Zencani üzerinden vesayet kavgası
Rıza Zarraf’ın ortağı Babek Zencani’nin Türkiye’de başlayan soruşturmanın hemen ardından gözaltına alınması tesadüf mü sizce?

İran’daki süreç bizdeki tutuklamalardan önce başladı. Yanlış hatırlamıyorsam Zencani’nin de adı geçen meclis soruşturması raporu 5 Aralık’ta yayımlanmıştı. Yalnız, İran Babek’i “Niye altın ticareti yaptın?” diye sorgulamıyor. “Birincisi, size verilen imtiyazla haksız kazanç elde ettiniz. Yani petrolü sattınız ama yaptırımları bahane ederek, parayı getirmediniz. İkincisi, bu zenginlikle İran içindeki özelleştirmelerde haksız kazanç elde ettiniz ve bu haksız kazancı da ilişkiler ağınız için kullanıyorsunuz” diyor.
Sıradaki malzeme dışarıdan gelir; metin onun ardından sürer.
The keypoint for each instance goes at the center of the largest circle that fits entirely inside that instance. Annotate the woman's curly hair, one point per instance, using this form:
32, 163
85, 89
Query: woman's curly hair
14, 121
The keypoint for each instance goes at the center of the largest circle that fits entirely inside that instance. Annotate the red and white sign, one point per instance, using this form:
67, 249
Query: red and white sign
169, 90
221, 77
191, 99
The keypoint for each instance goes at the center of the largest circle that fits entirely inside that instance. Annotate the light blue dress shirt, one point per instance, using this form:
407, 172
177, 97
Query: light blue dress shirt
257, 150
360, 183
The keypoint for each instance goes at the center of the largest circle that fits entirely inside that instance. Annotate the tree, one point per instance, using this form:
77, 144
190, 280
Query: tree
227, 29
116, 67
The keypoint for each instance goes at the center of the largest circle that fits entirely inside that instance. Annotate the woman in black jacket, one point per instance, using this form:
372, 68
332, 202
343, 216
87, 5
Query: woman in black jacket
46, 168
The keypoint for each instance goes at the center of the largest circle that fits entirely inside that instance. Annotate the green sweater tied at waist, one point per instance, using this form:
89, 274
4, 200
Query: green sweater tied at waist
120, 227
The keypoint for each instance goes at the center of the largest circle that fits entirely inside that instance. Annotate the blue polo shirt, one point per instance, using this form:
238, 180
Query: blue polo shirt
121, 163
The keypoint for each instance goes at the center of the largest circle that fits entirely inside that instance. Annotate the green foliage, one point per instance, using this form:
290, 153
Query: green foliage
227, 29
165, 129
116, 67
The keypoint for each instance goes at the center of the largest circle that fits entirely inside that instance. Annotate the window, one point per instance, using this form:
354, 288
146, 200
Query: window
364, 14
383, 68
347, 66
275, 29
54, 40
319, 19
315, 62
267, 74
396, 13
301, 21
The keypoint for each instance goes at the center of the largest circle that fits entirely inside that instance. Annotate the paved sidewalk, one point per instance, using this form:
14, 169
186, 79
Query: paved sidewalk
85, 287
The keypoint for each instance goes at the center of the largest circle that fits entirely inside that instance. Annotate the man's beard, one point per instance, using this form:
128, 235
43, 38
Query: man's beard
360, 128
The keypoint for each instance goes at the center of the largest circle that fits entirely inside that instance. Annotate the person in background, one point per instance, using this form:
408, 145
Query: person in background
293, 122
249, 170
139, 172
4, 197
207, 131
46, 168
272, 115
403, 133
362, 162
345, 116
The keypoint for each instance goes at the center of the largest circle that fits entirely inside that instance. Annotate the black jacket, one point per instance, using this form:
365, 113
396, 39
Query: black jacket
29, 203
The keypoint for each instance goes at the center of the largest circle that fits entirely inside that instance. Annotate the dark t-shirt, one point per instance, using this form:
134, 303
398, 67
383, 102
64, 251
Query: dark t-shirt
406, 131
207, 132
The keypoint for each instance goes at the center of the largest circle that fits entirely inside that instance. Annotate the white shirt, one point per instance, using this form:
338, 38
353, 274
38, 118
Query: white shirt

İlişkiler ağından kasıt nedir?

İlişkiler ağından kasıt Ahmedinecad’ın etrafındaki işadamları grubu. Bu İran’daki iktidar gruplarının hesaplaşması. Bu hesaplaşmanın tabiî ki Türkiye’ye de Sarraf gibi diğer uzantılara yansıması var. Bu işadamları grubu İran’daki Devrim Muhafızları’nın doğrudan uzantısı olarak görülüyor. Ruhani İran’ın normalleşebilmesi için Devrim Muhafızları’nın kendi sınırları içine çekilmesi gerektiğini düşünüyor. Nasıl bizde bir dönem askeri vesayet tartışması yaşandıysa, İran’ın da maruz kaldığı, kendi şartlarına göre yorumlayabileceğimiz bir vesayet tipi var ve Ruhani kendisini seçerek reform talep edenlerin beklentilerine yanıt verebilmek için Devrim Muhafızları’nın vesayetini geriletmeye çalışıyor. Babek, Ahmedinecad döneminin bir ekonomik aracı, o nedenle ekonomide görünen bu çatışma aslında İran içinde bir siyasi çatışmaya işaret ediyor. Şu safhadan sonra İran’daki mahkemede yapılacak olan tartışmalara Türkiye’nin de kulağı kabarmış olacak.